4. ASCO Is Drawing a Bright Line Against Payer AI—Publicly

The second article quietly contains one of ASCO’s strongest policy stances in years: its explicit opposition to opaque payer AI in prior authorization.

What’s notable is not just the criticism, but the asymmetry ASCO is asserting:

  • Clinician-facing AI must be transparent, auditable, and human-supervised

  • Payer-facing AI, ASCO argues, currently is not—and that is unacceptable

This is a rare case where a professional society is not merely encouraging best practices but calling for legislation and regulatory enforcement. In effect, ASCO is saying: AI that supports care is welcome; AI that obstructs care will be contested.

5. “Human-Centered” Is No Longer a Platitude—It’s a Workload Strategy

The repeated emphasis on “returning humanity to care” could sound sentimental, but the concrete mechanisms described are not. Ambient documentation, workflow-embedded tools, and administrative offloading are framed as preconditions for humanistic medicine—not optional enhancements.

What’s new here is the inversion: technology is no longer justified as improving care despite burden; it is justified precisely by its ability to remove burden. That is a sharper and more testable claim.

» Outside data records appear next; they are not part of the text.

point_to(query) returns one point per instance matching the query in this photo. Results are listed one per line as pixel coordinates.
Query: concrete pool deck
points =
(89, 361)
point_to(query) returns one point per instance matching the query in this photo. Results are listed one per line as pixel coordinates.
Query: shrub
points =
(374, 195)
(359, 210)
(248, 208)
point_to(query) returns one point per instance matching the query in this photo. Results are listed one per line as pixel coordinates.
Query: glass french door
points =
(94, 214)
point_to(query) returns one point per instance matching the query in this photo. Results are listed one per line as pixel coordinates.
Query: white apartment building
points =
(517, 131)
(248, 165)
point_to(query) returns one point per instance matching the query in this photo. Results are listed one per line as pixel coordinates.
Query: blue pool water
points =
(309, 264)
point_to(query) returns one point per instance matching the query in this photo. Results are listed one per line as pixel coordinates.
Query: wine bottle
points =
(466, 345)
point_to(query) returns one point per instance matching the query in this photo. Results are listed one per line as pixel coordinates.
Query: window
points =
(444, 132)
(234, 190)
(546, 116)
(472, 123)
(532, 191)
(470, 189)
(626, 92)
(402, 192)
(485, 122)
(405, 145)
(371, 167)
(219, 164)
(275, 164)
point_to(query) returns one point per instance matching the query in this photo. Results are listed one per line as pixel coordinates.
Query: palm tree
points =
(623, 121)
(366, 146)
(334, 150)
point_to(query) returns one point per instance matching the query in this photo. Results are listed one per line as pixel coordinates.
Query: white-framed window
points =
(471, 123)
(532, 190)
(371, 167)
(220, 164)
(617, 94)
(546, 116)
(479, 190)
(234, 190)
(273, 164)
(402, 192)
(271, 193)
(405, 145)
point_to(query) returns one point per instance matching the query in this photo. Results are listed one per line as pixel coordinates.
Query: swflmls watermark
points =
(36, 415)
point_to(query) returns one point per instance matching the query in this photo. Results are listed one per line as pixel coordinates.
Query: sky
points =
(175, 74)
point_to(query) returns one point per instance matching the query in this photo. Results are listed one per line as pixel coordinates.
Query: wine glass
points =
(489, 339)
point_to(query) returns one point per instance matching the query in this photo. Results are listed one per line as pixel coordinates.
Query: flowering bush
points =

6. ASCO Is Quietly Becoming an AI Platform Owner

Finally, beyond rhetoric, ASCO is now:

  • Operating an AI tool used in live clinical workflows

  • Developing a Guidelines Generator to accelerate guideline production itself

  • Hosting AI sandboxes at its annual meeting

This represents a structural shift. ASCO is no longer only a publisher or convener; it is becoming a curator of machine-readable clinical authority. That has implications for industry partnerships, data governance, and future guideline economics.


Bottom Line

Taken together, these articles suggest that AI’s near-term impact in oncology will not come from dramatic diagnostic breakthroughs, but from quiet architectural changes: how knowledge is accessed, how trust is engineered, how administrative drag is removed, and how professional authority is preserved rather than displaced.

That may be less flashy than the usual AI headlines—but it is far more likely to stick.